Lebih dari itu, setelah tidak kuliah, mendapat teman perempuan rasanya sulit sekali. Setidaknya bagi saya.
Kalau di masa kuliah dulu, saya memiliki banyak teman perempuan, karena kampus mempertemukan kami. Di luar kampus, beberapa acara tertentu juga sering mempertemukan saya dengan kawan baru (lelaki atau pun perempuan) dari kampus lain, lalu kami akrab dan berteman. Jadi, selama masa kuliah, mendapatkan teman perempuan bisa dibilang sangat mudah.
Tetapi, setelah tidak lagi kuliah, saya kesulitan mendapat teman perempuan. Mau mencari teman perempuan di mana?
Kalau saya bekerja di suatu kantor atau perusahaan tertentu, mungkin ada kesempatan yang mempertemukan saya dengan teman-teman perempuan, yang juga bekerja di tempat sama. Susahnya, dalam hal ini, saya tidak bekerja di kantor atau perusahaan mana pun, tapi bekerja di rumah sendiri. Akibatnya, saya tidak punya teman blas! Sekalinya curhat, saya curhat pada termos!
Di lingkungan sekitar—khususnya lingkungan pertemanan—kadang saya menemukan perempuan yang asyik, dan berharap bisa berteman dekat dengannya, sebagai pengobat kerinduan pada teman perempuan. Tetapi, sial, setiap kali saya ingin dekat, selalu disangka sedang pedekate! Ending-nya benar-benar tidak enak. Saya bermaksud berteman, dia berharap jadian.
Peristiwa semacam itu bukan terjadi satu dua kali. Tapi berkali-kali. Sebegitu sering, hingga saya sampai trauma. Ketemu perempuan yang asyik, saya dekati dengan harapan bisa berteman... eh, dia mengira saya pedekate. Selalu begitu. Dan selalu begitu yang terjadi. Jika saya teruskan, dia akan berharap jadian. Jika saya berhenti, dia menuduh saya PHP. Jadinya serbasalah.
Kenyataan itu jelas berbeda ketika masa kuliah dulu. Di kampus, pertemanan bisa terjadi secara alami, termasuk dengan teman perempuan. Saat kami perlahan makin akrab, semuanya berlangsung secara alami, sehingga tidak ada satu pihak yang salah sangka. Saya murni bermaksud berteman, mereka juga menyadari kalau hubungan kami memang berteman.

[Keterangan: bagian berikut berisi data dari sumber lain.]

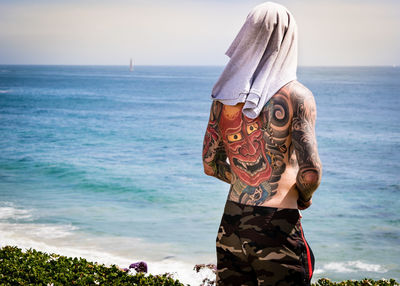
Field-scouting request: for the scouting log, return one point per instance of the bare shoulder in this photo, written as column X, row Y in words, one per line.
column 302, row 100
column 298, row 92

Hal semacam itu sulit terjadi di luar kampus, setidaknya yang saya alami. Setelah tidak lagi kuliah, menemukan teman perempuan rasanya sulit sekali.
Kini, sudah bertahun-tahun saya tidak lagi berteman dengan perempuan, hingga kadang saya lupa bagaimana menghadapi perempuan.
Sekarang, kalau sedang ingin curhat, atau ingin ngobrol mendalam, saya pun mencurahkannya dalam tulisan. Sebagian dari hasil curhat itu ada yang saya unggah ke blog ini, sebagian lagi hanya saya baca sendiri. Kalau sedang malas menulis, saya curhat ke termos. Setidaknya, termos tidak akan menyangka saya pedekate, apalagi berharap jadian.